If the DOJ proceeds with its proposed remedies, and they are accepted by the judge, it could result in one of the most significant regulatory interventions in the history of the tech industry. The remedies could force Google to separate key products, such as its Chrome browser, Play Store, and Android operating system, from its search engine business, which generates revenue through advertising.
In its court filing, the DOJ argued that Google’s practices over the past decade have prevented competitors from gaining a foothold in the market, allowing the company to charge high prices for ads while lowering the quality of its services. The DOJ said that Google used products like Chrome and Android to funnel users toward its search engine, reinforcing its market dominance and suppressing competition.
“Google’s unlawful conduct persisted for over a decade and involved a number of self-reinforcing tactics,” the DOJ said, adding that it is considering measures to prevent the company from using its products to give undue advantage to its search engine.
The DOJ is expected to submit a detailed proposal by November 20, while Google will have until December 20 to offer its own set of remedies.
In response, Google has strongly opposed the proposed actions. Lee-Anne Mulholland, Google’s vice president of regulatory affairs, described the DOJ’s recommendations as “government overreach” and warned that breaking up the company could harm consumers, developers, and businesses. She also argued that separating products like Chrome and Android from Google could lead to higher prices, as these platforms currently operate at no cost to users but would need to generate revenue independently if detached from Google.
Mulholland also claimed that Google’s practice of paying companies like Apple and Samsung billions of dollars to make Google the default search engine on their devices subsidizes those products. Without these payments, she warned, prices for those devices could increase.

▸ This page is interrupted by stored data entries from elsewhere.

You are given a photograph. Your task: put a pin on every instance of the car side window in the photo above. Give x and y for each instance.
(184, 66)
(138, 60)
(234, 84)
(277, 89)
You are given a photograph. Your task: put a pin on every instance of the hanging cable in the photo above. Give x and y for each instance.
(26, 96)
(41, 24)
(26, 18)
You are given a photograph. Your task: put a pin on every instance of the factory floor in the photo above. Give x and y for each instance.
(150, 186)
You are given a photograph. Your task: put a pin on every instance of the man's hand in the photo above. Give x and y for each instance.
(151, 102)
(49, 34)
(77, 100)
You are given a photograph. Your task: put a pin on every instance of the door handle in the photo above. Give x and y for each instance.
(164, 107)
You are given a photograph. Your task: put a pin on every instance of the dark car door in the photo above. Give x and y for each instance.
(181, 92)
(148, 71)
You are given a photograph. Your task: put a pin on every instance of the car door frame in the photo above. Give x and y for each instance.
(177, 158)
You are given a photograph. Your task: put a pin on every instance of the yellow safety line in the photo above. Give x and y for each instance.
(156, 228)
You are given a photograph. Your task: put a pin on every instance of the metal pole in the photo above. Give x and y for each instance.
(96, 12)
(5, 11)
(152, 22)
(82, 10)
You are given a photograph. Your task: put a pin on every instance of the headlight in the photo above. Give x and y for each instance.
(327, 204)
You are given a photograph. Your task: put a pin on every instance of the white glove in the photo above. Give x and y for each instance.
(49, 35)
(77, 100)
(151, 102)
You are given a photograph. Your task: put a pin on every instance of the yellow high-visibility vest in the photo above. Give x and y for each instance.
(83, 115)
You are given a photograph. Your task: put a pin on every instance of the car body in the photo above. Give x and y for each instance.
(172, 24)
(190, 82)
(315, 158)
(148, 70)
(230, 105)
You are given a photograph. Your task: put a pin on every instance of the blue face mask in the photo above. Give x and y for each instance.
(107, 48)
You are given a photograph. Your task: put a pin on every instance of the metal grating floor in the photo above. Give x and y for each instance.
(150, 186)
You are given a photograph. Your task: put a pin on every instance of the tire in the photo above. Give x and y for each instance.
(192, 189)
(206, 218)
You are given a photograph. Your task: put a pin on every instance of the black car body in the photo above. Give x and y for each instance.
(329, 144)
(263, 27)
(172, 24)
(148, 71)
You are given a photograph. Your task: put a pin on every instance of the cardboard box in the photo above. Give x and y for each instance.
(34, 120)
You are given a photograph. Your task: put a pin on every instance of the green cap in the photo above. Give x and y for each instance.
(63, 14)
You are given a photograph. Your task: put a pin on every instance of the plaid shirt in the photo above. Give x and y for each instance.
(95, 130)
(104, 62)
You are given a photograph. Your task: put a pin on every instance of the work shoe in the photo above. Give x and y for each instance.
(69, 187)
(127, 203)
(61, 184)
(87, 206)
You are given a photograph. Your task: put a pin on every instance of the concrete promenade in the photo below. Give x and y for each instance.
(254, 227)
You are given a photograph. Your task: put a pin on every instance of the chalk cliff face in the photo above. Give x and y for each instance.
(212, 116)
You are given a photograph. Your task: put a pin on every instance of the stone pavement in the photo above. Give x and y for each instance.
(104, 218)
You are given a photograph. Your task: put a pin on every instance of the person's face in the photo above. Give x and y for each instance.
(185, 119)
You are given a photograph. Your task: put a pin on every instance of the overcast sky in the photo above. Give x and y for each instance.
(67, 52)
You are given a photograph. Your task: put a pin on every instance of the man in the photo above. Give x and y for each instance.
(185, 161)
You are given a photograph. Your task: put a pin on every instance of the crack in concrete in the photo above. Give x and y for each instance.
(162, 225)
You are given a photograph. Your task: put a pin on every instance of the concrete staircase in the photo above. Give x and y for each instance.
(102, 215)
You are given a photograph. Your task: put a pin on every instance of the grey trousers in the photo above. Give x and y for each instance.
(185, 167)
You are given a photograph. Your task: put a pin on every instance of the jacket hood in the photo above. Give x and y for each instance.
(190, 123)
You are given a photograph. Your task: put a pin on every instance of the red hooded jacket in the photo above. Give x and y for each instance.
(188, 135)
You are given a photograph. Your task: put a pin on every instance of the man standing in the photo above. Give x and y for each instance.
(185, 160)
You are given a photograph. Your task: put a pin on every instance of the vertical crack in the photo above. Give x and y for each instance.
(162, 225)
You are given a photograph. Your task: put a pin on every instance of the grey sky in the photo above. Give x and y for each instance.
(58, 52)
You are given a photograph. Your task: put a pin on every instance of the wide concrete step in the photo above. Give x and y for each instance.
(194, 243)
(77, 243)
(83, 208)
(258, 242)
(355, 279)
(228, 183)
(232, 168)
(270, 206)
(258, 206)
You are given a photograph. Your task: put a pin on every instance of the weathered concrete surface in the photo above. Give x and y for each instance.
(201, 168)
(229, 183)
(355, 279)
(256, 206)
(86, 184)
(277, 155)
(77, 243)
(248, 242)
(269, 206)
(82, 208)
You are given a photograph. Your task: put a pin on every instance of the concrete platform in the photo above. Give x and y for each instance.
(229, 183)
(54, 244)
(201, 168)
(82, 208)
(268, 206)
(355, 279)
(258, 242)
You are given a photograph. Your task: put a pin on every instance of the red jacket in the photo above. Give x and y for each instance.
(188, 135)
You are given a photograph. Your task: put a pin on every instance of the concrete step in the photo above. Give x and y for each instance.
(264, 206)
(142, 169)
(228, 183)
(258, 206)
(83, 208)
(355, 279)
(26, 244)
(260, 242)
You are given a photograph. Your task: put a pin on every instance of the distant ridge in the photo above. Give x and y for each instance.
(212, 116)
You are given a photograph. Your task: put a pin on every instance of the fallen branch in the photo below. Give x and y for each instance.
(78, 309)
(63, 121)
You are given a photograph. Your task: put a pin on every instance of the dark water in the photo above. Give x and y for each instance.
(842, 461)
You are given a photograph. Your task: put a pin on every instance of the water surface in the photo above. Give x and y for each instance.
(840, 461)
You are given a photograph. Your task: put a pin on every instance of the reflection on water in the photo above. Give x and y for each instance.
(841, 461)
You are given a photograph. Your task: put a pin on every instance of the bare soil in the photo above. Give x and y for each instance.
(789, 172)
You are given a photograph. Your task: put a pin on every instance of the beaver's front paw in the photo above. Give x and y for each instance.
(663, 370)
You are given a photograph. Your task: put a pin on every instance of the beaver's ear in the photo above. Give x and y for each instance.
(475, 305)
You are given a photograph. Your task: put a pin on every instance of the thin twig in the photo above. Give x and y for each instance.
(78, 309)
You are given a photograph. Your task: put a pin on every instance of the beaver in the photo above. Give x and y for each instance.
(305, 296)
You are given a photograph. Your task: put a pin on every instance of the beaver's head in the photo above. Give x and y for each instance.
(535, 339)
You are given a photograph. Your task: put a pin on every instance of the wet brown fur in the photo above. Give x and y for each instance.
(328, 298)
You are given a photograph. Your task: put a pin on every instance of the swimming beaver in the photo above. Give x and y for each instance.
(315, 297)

Experts believe the DOJ’s proposed remedies could reduce Google’s dominance in the search market, opening the door for competitors to gain market share. However, according to Xiaofeng Wang, a principal analyst at Forrester, technology innovations and strategic consumer adoption efforts would also be necessary for competitors to succeed.
The outcome of this case could set a broader precedent for regulating other tech giants like Meta, Amazon, and Apple, which are also facing antitrust lawsuits from the U.S. government.